Second, analytic projects fail when the data quality is inferior. Bad data creates poor results. Lack of data sharing can also hobble the best planned analytics project. While there are technical barriers to data sharing, too often the problem is an unwillingness to share between agencies or departments. The result is turf battles that erupt when one agency wants to protect the data they’ve collected.
Third, states and localities suffer from a talent shortage when it comes to finding people who can successfully run an analytics project in the public sector. The field of analytics is still relatively new, so the pool of skilled analytics experts is shallow. To improve a public service, you need analysts with domain knowledge, says Jennifer Bachner, director of the master of science in government analytics program at Johns Hopkins University. “This is essential to identifying and measuring outcomes that matter.”
Last, measuring the impact of analytics in government is far more complex than in the private sector. As the Chicago Police Department found out, analytics can lead to messy results. The mathematician who created the algorithm for the heat map of likely criminals said the data did not use any racial or negative bias about minority groups. But that’s not how the results were viewed by others.
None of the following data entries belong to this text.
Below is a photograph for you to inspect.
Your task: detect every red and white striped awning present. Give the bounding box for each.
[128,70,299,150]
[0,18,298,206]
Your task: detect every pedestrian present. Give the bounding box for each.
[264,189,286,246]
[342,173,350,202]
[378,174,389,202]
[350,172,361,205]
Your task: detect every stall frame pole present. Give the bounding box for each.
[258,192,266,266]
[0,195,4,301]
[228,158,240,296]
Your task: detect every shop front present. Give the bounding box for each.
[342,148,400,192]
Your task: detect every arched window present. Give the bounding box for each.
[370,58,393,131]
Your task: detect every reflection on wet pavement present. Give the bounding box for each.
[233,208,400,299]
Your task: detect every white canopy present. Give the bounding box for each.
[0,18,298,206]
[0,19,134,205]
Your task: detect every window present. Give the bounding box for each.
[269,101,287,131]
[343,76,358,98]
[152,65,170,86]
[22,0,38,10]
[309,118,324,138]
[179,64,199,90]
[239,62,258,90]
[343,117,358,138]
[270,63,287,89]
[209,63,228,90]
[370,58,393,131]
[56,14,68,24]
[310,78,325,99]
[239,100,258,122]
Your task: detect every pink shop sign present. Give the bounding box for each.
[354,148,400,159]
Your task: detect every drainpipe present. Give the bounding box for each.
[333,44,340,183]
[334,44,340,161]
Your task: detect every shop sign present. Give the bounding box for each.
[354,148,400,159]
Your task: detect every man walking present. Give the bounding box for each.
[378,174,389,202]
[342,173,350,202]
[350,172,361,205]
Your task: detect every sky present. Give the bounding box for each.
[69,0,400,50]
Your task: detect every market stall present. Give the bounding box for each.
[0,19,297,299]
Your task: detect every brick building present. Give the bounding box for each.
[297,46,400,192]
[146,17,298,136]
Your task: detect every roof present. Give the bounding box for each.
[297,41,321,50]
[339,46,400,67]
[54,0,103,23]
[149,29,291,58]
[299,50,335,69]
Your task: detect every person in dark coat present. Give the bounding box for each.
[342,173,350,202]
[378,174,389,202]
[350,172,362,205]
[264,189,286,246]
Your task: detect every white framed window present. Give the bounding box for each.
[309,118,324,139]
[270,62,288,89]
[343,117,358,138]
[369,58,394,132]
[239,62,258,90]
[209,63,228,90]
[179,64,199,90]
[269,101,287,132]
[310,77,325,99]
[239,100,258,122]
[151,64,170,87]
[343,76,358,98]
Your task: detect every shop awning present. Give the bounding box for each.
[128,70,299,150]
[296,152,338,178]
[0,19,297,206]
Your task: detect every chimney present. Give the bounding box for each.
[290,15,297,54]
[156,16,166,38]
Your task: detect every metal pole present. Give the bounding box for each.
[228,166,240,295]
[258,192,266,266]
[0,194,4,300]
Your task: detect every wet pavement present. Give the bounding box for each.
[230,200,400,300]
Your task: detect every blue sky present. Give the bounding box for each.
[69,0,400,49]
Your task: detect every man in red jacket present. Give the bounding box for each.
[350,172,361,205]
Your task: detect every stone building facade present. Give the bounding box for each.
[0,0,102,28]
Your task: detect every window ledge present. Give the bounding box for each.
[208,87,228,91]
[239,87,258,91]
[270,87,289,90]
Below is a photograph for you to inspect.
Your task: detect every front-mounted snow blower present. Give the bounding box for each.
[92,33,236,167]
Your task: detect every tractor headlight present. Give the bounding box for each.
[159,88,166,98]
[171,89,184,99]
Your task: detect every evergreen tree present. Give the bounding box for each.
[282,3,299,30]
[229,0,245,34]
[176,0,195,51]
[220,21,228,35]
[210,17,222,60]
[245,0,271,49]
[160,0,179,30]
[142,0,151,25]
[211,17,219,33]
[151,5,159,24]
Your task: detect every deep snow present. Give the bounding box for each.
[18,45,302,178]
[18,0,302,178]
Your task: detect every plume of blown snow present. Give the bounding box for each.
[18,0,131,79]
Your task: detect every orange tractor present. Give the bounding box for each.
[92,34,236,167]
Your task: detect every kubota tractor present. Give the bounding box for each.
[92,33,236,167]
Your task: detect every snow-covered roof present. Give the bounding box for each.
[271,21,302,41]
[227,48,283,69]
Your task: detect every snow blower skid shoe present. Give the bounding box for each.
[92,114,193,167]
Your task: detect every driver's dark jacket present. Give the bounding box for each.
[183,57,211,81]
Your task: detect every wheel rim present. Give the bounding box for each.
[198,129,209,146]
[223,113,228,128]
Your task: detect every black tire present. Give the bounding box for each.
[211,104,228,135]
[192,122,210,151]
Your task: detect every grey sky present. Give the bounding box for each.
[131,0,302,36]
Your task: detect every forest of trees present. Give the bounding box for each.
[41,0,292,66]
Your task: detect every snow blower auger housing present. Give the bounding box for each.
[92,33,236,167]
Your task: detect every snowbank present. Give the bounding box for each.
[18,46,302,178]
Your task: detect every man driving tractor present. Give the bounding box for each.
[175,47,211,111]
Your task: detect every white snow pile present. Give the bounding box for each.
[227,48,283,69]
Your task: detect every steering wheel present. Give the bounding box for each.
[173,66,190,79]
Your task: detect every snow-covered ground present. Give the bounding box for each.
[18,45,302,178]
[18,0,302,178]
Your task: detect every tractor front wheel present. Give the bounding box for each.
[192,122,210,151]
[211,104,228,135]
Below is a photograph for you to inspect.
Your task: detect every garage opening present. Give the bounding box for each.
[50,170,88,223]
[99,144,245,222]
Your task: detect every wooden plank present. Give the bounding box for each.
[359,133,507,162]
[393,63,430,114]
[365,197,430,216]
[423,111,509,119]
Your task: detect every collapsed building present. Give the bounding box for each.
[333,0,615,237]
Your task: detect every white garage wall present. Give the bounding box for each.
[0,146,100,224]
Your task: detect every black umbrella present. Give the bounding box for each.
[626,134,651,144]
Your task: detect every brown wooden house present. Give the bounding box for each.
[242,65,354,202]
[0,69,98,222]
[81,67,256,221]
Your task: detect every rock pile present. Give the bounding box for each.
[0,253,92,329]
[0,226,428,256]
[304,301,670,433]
Finding a correlation between two sets of data and predicting an outcome works fine in the private sector, but as Bachner points out, government policymakers need to identify where they can intervene in a policy to make it better. “That’s hard to do and requires more substantive knowledge,” she says. “Improving a government program requires policymakers to make changes that lead to desired outcomes. This kind of challenge is about identifying causal relationships, not just correlations.”